With the application “Passwords & Keys” you can create/manage so called “Key-rings” (imagine a key-ring literally). If you are the owner of it you will have access to whatever you have a Private & Public key.
Public-keys are needed to access to local and remote accounts. They will always be used as a pair. Public-keys can be stored on remote systems an the Private once should just be stored on a local machine where they “should be save”. By creating such a pair you can secure it with a passphrase, and that’s what you are asked for.
It is named default key-ring because you not gave him a name. What means again, as a user, you can have more than one key-ring.
Yes, if you create a new key pair without passphrase (for this user) probably it should not ask anymore for that.
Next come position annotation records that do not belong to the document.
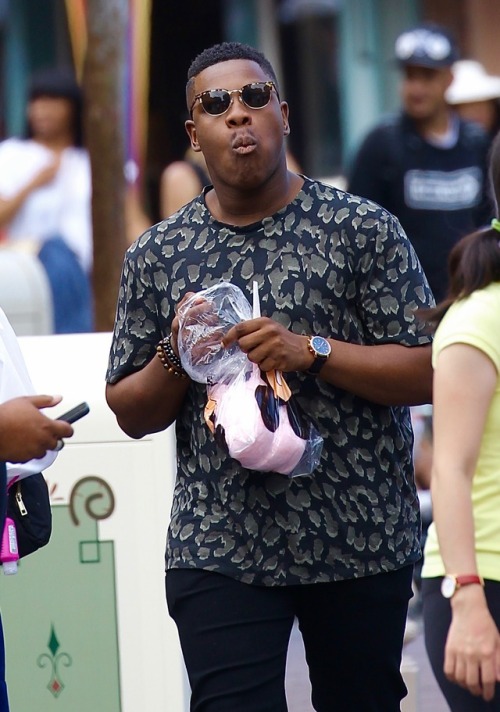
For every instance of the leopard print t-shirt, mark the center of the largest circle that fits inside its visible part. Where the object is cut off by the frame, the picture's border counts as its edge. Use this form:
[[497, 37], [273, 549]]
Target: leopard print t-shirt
[[329, 263]]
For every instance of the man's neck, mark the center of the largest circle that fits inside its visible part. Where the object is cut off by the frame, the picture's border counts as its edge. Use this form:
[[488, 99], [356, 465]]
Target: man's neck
[[235, 207]]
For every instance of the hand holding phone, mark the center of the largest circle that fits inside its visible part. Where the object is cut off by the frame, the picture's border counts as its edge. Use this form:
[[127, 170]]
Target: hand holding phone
[[75, 413], [72, 416]]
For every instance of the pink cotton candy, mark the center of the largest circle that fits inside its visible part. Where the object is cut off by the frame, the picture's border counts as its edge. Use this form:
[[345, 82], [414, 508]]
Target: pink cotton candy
[[247, 438]]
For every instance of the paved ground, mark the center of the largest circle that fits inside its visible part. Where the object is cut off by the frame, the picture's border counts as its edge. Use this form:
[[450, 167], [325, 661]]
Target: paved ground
[[427, 695]]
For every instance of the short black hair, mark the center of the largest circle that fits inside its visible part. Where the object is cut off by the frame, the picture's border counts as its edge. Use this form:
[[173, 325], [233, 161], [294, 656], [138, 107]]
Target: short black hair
[[226, 51]]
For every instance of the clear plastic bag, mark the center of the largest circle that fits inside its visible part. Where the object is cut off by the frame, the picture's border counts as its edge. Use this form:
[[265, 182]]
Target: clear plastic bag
[[252, 414], [204, 318]]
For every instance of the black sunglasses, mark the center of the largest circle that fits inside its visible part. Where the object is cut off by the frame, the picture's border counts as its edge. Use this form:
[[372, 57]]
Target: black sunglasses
[[217, 101]]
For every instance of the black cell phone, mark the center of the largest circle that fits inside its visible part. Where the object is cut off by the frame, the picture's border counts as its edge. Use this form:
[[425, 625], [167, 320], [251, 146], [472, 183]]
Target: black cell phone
[[75, 413]]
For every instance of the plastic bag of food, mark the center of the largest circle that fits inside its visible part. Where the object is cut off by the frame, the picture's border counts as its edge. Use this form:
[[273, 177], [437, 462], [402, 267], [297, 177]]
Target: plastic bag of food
[[251, 413]]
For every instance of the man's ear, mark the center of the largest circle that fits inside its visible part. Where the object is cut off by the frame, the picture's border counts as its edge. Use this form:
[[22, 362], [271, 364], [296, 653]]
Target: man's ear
[[284, 113], [191, 132]]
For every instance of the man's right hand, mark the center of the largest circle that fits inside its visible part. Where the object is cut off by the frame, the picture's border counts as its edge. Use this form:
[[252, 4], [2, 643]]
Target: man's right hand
[[25, 432]]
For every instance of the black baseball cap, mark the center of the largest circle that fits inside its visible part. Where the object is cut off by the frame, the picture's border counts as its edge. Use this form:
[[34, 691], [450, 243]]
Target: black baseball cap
[[427, 45]]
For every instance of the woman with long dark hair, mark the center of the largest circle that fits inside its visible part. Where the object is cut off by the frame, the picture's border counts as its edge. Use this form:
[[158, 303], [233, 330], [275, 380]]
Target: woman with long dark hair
[[45, 195], [461, 572]]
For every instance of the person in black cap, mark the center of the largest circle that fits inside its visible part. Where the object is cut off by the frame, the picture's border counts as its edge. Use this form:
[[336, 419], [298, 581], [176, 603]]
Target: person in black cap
[[426, 165], [45, 195]]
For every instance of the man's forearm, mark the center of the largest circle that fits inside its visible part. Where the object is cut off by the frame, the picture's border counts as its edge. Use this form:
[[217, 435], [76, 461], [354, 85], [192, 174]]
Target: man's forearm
[[389, 374], [147, 401]]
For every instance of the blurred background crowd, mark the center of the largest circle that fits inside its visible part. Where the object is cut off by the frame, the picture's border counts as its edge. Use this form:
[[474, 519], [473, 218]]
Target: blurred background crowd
[[118, 101]]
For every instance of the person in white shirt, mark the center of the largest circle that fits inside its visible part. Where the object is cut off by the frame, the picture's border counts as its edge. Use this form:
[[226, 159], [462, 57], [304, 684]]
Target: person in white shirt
[[45, 195]]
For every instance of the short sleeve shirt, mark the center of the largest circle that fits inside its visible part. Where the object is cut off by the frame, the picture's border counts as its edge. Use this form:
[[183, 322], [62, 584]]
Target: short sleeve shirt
[[330, 264]]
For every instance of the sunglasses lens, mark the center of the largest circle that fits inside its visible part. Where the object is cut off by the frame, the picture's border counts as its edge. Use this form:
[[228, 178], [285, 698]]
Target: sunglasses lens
[[216, 102], [256, 95]]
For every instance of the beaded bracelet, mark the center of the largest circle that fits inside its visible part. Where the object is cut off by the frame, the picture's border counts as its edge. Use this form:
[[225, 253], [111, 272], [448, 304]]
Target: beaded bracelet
[[169, 359]]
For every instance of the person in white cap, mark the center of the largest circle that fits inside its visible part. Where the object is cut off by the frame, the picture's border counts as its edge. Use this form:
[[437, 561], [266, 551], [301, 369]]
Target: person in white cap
[[426, 165], [475, 94]]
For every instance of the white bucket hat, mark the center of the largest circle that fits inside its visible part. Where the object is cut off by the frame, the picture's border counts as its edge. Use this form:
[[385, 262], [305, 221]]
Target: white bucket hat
[[471, 83]]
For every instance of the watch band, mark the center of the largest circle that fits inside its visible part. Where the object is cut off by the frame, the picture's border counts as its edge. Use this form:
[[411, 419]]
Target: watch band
[[451, 583], [466, 579], [319, 358]]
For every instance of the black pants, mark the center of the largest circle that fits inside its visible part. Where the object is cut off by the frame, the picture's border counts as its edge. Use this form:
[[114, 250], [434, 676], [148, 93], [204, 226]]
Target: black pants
[[234, 639], [437, 620]]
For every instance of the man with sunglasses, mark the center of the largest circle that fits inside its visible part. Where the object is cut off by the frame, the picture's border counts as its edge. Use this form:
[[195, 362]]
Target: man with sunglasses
[[339, 284], [426, 165]]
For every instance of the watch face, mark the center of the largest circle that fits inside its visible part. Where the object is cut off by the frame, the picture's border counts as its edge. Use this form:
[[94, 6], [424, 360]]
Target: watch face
[[448, 586], [321, 346]]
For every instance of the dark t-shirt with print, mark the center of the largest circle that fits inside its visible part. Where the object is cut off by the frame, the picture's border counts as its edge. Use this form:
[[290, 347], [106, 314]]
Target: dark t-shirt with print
[[328, 263]]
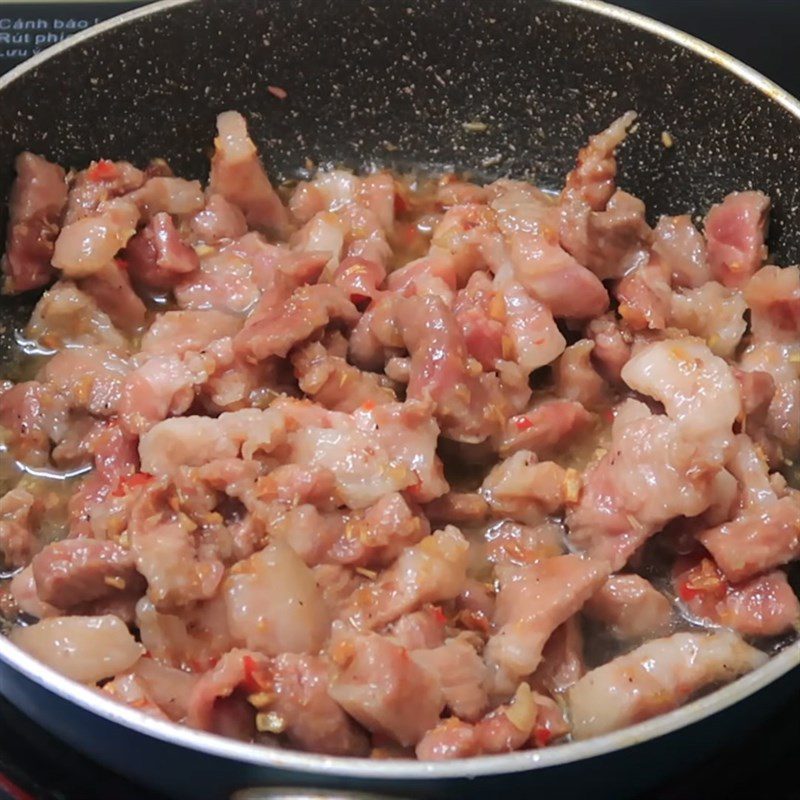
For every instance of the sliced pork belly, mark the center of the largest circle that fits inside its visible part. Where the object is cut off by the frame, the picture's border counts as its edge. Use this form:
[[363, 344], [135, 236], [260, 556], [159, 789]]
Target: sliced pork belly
[[654, 678]]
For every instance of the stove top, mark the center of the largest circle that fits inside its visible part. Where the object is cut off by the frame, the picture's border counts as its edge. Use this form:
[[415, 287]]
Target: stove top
[[35, 766]]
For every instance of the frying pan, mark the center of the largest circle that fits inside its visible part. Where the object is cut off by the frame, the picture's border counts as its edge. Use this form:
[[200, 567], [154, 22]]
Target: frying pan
[[392, 83]]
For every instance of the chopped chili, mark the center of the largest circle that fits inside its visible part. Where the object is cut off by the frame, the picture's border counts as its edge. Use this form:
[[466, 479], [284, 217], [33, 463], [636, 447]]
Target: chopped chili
[[126, 484]]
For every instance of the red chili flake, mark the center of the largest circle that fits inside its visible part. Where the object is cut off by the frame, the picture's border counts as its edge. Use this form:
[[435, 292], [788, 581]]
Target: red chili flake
[[411, 234], [401, 204], [102, 171], [131, 482], [278, 91], [542, 736]]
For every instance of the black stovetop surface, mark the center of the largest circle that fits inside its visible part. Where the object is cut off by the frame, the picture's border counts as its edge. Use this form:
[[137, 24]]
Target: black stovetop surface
[[764, 764]]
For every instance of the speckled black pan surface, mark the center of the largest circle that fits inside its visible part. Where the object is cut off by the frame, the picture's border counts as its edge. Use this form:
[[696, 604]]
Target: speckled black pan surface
[[393, 82], [362, 74]]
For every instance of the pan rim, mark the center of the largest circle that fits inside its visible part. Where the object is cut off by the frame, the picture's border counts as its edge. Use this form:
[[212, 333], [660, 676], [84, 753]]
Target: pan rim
[[410, 771]]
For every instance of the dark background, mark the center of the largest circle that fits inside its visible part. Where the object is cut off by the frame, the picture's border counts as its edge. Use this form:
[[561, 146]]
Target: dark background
[[763, 34]]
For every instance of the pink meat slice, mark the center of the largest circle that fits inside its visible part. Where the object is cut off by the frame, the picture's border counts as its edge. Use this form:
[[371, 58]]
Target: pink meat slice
[[532, 602], [654, 678], [238, 175], [36, 205], [735, 230]]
What in the other hand means it is less secure.
Ah right thanks for explaining, so if I create a password for that user when they login to thier user account (even though they dont have admin rights over the system) they won’t get this prompt anymore?
Okay I went to follow your advise but to be honest I’m a bit worried to do this, does it open the application up to external threats or is it only local threats (people who jump on the system face to face).
I really don’t quite understand the point of these “keys” and passwords for individual apps.
GNOME Keyring stores app passwords encrypted with your login password by default.
It can help protect against an attacker that has access to your data, but does not know your password.
This can be relevant for lost mobile devices, or desktop devices with multi-user access.